Nowadays it is hard to imagine/remember what a dirth of information—fiction and non-fiction—there was in the 1970s and earlier. In those days we were ravenous for books that reflected our experience. When our store opened in 1973 there were maybe 40 titles available. For the first three years the owners of Giovanni’s Room drove to New York, picked up Craig Rodwell (the founder in 1968 of the first gay bookstore I know of, Oscar Wilde Memorial Bookshop), who accompanied them to the distributor in the West Village to help pick out books. When Arleen Olshan and I bought the store in 1976, we realized that we could not drive to New York every time we needed a book.

Up until we got the store, it operated completely by volunteer. By dumb luck 1976 was the year when publishers discovered they could make money selling gay and lesbian books, so that our fantasy of making a living became a reality. Still, volunteers are critically important, providing 30% – 35% of the labor.
The building that contained the store was sold in 1979, and the new owners hated the idea of having a gay bookstore on their property, so we were promptly told to vacate. We looked for many weeks for an appropriate space, one with display window(s) on a major street. In those days gay business had black windows and little identification on the exterior. We had to be “out”. Finally, with the deadline looming, we asked our customers to lend us the down payment for our first building. Then something over 100 people helped us renovate the two-story building. The moral of the story is that the homophobes saved the store. By evicting us, then refusing to rent us property anywhere but on a back street, they forced us to buy our property. We would never be able to pay the rent for the property that we have now.
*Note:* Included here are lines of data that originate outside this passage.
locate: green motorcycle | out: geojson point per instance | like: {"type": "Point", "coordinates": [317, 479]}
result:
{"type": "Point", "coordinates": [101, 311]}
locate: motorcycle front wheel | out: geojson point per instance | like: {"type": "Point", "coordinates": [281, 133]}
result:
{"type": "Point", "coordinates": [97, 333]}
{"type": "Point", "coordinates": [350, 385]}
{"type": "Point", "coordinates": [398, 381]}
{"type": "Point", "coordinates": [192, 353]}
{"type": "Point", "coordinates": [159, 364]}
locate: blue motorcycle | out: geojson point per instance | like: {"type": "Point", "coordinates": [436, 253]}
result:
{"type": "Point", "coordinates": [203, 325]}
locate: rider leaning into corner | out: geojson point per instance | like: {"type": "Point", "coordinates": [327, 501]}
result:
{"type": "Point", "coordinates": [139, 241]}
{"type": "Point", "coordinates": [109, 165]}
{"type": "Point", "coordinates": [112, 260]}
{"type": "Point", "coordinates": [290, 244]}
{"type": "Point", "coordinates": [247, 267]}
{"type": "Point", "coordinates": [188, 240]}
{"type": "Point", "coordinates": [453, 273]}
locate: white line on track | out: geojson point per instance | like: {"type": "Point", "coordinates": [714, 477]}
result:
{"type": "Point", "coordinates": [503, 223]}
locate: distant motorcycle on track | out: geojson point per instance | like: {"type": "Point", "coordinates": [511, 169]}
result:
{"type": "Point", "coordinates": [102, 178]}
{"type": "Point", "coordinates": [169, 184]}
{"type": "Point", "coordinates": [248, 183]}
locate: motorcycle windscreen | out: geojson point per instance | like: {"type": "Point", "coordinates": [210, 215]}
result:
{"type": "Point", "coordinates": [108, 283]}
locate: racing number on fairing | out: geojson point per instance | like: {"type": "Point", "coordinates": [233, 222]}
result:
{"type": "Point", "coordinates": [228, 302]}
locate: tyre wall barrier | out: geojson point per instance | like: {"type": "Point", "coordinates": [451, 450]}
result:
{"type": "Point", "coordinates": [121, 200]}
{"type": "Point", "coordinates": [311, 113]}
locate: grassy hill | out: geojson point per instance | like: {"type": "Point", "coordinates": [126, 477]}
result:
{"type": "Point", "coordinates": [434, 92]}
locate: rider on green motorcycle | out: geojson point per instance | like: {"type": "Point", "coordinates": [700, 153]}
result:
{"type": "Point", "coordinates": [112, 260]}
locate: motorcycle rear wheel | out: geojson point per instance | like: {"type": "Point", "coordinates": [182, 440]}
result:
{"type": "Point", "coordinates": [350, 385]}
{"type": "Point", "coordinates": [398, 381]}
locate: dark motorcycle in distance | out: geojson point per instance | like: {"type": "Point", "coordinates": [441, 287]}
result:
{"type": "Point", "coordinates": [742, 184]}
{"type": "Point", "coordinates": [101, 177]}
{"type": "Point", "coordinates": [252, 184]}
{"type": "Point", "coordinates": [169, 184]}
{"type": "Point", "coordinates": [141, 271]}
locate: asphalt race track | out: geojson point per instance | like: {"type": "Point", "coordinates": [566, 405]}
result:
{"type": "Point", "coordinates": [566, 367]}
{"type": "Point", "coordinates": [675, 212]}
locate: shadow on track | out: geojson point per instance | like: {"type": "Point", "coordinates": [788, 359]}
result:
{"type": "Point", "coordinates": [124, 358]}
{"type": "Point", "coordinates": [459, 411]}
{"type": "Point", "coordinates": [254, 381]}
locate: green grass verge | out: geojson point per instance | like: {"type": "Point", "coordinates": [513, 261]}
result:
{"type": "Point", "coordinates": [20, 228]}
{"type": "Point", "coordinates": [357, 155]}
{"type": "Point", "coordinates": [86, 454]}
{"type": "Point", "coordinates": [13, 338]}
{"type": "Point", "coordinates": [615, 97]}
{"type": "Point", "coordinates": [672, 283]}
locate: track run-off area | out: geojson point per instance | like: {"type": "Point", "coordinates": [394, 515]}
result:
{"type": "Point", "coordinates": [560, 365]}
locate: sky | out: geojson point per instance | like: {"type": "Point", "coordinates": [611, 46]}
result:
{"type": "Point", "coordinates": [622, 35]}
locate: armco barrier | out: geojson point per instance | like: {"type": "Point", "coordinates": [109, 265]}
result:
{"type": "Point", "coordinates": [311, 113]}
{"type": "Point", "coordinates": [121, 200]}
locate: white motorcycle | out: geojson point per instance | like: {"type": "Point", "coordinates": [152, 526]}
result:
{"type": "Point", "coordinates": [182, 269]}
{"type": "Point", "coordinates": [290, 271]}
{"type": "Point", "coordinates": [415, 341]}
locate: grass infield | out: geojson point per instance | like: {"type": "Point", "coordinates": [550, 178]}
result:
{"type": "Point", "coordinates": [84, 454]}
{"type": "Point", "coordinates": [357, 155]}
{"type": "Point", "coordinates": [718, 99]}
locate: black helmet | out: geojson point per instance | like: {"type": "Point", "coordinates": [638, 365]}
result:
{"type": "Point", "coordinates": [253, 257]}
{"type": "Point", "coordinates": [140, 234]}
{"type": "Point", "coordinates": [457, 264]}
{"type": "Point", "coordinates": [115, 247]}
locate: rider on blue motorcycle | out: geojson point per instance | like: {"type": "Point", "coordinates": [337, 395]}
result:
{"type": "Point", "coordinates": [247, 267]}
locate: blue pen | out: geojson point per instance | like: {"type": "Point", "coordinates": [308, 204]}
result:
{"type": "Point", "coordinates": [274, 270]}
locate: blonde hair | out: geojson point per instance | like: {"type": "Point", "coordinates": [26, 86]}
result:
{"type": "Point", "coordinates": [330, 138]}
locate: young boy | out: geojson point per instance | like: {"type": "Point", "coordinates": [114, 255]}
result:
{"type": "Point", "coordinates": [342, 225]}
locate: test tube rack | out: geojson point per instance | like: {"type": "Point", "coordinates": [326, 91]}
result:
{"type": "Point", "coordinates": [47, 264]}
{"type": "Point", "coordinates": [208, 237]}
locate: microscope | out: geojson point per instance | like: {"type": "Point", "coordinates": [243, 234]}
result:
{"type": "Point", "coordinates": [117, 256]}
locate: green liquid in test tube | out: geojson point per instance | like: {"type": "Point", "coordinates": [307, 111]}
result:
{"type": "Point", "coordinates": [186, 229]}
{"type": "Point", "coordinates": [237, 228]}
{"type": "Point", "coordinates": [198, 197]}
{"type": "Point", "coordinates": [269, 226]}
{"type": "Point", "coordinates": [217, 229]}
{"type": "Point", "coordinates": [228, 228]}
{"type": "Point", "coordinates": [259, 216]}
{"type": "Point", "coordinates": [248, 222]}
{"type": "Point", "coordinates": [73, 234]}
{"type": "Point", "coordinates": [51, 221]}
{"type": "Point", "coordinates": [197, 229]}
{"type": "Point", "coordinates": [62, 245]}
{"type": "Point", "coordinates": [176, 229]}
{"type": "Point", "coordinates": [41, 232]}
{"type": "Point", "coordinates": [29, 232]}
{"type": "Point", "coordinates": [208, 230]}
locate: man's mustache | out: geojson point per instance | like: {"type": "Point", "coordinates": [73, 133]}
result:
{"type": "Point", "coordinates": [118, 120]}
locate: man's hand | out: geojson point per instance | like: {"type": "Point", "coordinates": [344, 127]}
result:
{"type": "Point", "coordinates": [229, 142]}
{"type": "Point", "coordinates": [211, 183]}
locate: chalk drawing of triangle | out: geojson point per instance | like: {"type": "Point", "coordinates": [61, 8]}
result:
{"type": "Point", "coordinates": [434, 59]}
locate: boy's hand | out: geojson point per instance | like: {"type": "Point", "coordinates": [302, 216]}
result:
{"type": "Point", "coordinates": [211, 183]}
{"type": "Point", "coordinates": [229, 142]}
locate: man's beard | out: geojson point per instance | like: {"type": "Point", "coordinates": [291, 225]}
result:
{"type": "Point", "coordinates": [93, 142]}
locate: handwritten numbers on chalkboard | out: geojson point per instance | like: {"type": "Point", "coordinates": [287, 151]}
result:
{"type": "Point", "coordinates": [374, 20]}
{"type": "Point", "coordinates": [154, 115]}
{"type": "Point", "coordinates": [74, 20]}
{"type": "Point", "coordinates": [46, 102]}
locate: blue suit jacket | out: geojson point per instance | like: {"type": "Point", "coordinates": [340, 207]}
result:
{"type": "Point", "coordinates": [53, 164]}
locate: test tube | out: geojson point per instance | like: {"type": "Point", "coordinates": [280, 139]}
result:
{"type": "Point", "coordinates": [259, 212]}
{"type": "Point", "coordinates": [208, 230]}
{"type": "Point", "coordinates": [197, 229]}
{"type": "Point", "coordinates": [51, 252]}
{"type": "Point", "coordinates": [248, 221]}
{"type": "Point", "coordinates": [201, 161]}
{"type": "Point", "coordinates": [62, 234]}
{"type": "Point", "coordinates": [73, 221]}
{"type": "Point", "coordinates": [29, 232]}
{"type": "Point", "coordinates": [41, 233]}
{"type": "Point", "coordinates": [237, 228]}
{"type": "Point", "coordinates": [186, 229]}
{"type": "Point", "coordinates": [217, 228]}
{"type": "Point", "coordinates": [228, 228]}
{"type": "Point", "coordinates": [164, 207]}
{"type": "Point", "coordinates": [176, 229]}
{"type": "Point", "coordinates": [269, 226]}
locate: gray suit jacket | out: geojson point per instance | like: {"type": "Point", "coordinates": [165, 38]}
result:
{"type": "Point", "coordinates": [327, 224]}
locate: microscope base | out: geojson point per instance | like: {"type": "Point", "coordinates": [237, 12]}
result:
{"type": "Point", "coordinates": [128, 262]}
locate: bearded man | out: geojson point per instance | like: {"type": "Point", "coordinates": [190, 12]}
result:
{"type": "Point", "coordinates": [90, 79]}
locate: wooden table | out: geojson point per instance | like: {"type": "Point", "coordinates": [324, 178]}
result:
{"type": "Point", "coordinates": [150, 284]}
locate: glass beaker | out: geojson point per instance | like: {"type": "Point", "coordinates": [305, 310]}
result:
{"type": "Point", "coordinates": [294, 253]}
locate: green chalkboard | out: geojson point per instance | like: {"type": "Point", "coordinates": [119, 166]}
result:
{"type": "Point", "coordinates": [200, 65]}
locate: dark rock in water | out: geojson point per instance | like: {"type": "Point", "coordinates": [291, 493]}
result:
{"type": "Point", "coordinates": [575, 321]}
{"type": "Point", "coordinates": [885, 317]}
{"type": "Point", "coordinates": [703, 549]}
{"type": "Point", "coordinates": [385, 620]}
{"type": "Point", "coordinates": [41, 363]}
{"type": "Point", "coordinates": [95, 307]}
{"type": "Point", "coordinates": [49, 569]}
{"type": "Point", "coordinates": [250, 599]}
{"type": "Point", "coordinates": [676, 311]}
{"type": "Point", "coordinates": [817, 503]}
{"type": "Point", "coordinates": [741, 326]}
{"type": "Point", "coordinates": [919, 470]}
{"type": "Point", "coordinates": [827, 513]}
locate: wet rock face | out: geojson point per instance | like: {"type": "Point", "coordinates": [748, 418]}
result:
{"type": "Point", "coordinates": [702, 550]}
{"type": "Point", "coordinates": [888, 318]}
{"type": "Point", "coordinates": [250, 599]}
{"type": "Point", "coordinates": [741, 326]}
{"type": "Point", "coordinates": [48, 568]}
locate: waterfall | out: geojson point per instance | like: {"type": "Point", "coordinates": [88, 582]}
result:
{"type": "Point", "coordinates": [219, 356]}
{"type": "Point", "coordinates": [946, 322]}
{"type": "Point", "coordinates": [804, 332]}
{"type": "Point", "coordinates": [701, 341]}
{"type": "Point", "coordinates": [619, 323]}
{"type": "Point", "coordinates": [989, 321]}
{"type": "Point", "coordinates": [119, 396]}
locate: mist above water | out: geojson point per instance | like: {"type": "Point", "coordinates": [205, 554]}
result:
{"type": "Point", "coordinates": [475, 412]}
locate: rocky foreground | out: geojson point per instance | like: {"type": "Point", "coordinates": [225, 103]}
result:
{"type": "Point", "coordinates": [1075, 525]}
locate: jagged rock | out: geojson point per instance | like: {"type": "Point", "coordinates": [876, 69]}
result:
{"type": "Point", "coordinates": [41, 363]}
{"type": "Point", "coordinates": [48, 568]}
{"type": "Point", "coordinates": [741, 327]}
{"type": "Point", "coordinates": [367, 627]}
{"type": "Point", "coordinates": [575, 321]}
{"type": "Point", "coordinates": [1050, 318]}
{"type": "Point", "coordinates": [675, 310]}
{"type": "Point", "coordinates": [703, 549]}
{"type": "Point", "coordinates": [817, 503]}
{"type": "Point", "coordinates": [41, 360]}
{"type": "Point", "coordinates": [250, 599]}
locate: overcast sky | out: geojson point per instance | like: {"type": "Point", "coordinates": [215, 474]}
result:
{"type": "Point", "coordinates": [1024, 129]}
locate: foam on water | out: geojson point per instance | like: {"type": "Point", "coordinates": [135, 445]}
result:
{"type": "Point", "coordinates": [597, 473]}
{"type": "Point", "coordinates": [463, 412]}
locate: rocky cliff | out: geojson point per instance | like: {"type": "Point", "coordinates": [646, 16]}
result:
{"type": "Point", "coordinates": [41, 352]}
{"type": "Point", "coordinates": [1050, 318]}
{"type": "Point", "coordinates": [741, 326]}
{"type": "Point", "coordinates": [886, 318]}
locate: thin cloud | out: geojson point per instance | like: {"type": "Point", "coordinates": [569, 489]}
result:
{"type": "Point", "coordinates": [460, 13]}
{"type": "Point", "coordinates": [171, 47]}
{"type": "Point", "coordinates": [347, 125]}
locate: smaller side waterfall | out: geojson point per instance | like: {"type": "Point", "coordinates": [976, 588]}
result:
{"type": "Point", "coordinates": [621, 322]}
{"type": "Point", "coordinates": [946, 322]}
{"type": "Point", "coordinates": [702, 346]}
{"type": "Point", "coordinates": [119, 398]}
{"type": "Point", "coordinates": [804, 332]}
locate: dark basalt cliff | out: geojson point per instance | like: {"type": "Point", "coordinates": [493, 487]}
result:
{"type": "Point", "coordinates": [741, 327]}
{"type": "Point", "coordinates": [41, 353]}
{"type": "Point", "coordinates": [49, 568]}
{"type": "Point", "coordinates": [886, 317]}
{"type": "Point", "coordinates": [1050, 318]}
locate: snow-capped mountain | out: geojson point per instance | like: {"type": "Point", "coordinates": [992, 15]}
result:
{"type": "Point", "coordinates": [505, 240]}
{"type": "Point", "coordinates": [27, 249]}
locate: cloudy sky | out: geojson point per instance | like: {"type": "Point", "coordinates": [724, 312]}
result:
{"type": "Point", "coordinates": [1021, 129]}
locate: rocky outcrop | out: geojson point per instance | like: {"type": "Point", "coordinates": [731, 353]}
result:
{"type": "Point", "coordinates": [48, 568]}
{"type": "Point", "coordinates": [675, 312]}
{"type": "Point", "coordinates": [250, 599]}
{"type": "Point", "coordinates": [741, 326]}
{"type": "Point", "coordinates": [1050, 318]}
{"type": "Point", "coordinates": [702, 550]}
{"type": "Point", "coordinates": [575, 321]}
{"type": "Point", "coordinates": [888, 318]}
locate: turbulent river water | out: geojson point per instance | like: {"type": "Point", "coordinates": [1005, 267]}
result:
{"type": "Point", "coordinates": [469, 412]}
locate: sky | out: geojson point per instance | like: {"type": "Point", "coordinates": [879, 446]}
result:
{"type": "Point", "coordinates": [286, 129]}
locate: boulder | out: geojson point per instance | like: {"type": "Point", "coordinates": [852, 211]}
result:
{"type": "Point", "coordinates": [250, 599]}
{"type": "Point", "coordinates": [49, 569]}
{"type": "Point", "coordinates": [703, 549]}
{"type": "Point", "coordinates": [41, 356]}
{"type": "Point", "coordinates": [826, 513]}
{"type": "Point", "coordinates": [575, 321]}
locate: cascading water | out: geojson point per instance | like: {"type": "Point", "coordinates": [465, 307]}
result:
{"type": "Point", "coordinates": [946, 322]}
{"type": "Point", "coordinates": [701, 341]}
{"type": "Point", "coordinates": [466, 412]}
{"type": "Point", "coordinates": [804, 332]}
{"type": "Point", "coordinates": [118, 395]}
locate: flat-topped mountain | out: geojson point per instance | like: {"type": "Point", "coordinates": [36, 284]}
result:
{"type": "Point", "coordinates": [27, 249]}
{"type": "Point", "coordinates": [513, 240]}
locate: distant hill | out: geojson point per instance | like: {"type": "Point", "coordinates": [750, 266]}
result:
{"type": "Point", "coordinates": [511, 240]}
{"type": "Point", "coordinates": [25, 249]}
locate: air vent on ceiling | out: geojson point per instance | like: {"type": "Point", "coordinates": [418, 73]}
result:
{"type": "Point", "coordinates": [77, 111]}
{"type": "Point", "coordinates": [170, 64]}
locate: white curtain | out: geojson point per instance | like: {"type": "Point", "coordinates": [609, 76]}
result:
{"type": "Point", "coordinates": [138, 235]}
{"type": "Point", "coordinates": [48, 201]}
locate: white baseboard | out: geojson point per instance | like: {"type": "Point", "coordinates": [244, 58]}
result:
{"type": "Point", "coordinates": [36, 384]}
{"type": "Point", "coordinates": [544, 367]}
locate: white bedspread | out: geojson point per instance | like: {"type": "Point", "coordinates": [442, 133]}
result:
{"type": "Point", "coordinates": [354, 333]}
I am very pleased that Juergen made two trips to beautiful Philadelphia and our beautiful store to see how we did things. He was a gracious host when I visited beautiful Vienna and the beautiful store on the Berggasse.
We still supply a few things, mostly book-related publications. I hope the two stores will find uses for each other forever, but I am afraid that the US, without price controls, will allow Amazon to continue its ever-increasing domination of the book industry in at least the US, Canada, and the UK. For some reason the powers in these countries fail to see the creation of a monopoly. I see Quebec is considering fixing the prices of new books for nine months in order to save Quebec’s stores and publishers. I hope the Austrian government will support you.

Our little crew congratulate you on no longer being a teen and hope you survive to a very ripe age.